Chris: That can't be right.
Me: I CAN PREDICT THE FUTURE!
Chris: I don't really think that's how it w-
Me: I'M QUITTING MY JOB AND GOING TO VEGAS! I AM AMAZING!!! SEE YOU CLOWNS LATER AAAAAAHAHAHAHAHA!!!!!!!
Chris: Did you leave the difference in scores as a feature for the model to use?
Me: AAAHAHAHA-... what? Yes? ... Yes, I did.
Chris: So the model learned that with 100% accuracy that the final score predicts who won.
Me: Ahem. Oh. Me: ... sorry about the clowns thing.
Chris: ...
Me: ... I'm also un-quitting.
Chris: ...
Me: ... I'll go back to my desk now.
Yeah. Once again putting all the info I had into this black box wasn't quite the best idea. I want to predict who won based on every other stat but I don't want to use the score. The model picks up pretty quickly that some of my features like, oh, say, the point differential between teams, is a pretty darn good indicator of what is in the WIN column. Clever. Let’s remove that stuff.
In [40]:
# CLEARLY I CAN PREDICT THE FUTURE
# oh. remove points
better_features= [ i for i in difftable.column_names() if "_DIFF" in i]
better_features.remove('PTS_DIFF')
better_features.remove('TD_DIFF')
better_features.remove('TDR_DIFF')
better_features.remove('TDP_DIFF')
better_features.remove('DP_DIFF')
better_model = gl.logistic_classifier.create(diff_train, target='WIN', features=better_features)
better_model.show()
print better_model.evaluate(diff_test)
That's not bad. The confusion matrix here is an awesome little guide to how the model did guessing the outcome of games.
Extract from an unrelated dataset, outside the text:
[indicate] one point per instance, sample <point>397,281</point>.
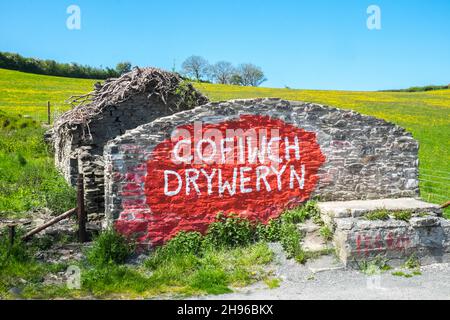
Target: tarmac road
<point>310,282</point>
While I’m in the business of classifying things, I browsed the list of classifiers in the API searching for other high-powered tools to naively explore. Chris pointed me to the boosted trees classifier as an interesting way to explore the effects of each of my features on the classification. It’s not entirely clear to me how a tree, regardless of whether I boosted it or purchased it legally, is going to help me out but it looks easy enough to try.
In [45]:
#Exploring the trees
btc_classifier = gl.boosted_trees_classifier.create(diff_train, target='WIN', features=better_features)
btc_classifier.show(view="Tree", tree_id=1)
Um, what? I have no idea what I just did and this visualization isn’t helpful at all. I’ve created what looks like an insane decision shrub of a tree but I don’t think that every single tiny decision and combination of features is really this important. Let me try that again, this time using just one decision tree and limiting its depth.
In [46]:
btc_class2 = gl.boosted_trees_classifier.create(diff_train, target='WIN', features=better_features, max_iterations=1,
max_depth=3)
btc_class2.show(view="Tree", tree_id=0)
Ok, limiting the depth did wonders for my readability here. This is interesting, the tree isn’t making decisions around the things I thought are important. The big first branch happens on rushing attempts. I can view what the model thinks is important with a call to model.get_feature_importance(). This gives me a sum of the nodes in the tree that are branching on each feature.
In [47]:
btc_class2.get_feature_importance()
Out[47]:
Huh. Not what I thought. The number of rushing attempts is more important than interceptions and more important than rushing yards? While I could maybe see that, it doesn’t line up with the features that other folks on the internet have concluded are important. I’d expect to see something about offense, maybe passing, or total rush yards. Maybe if I make the tree deeper it’d be a little closer to what I’ve read is important in a football game?
In [48]:
btc_bigger = gl.boosted_trees_classifier.create(diff_train, target='WIN',
features=better_features, max_iterations=50, max_depth=5)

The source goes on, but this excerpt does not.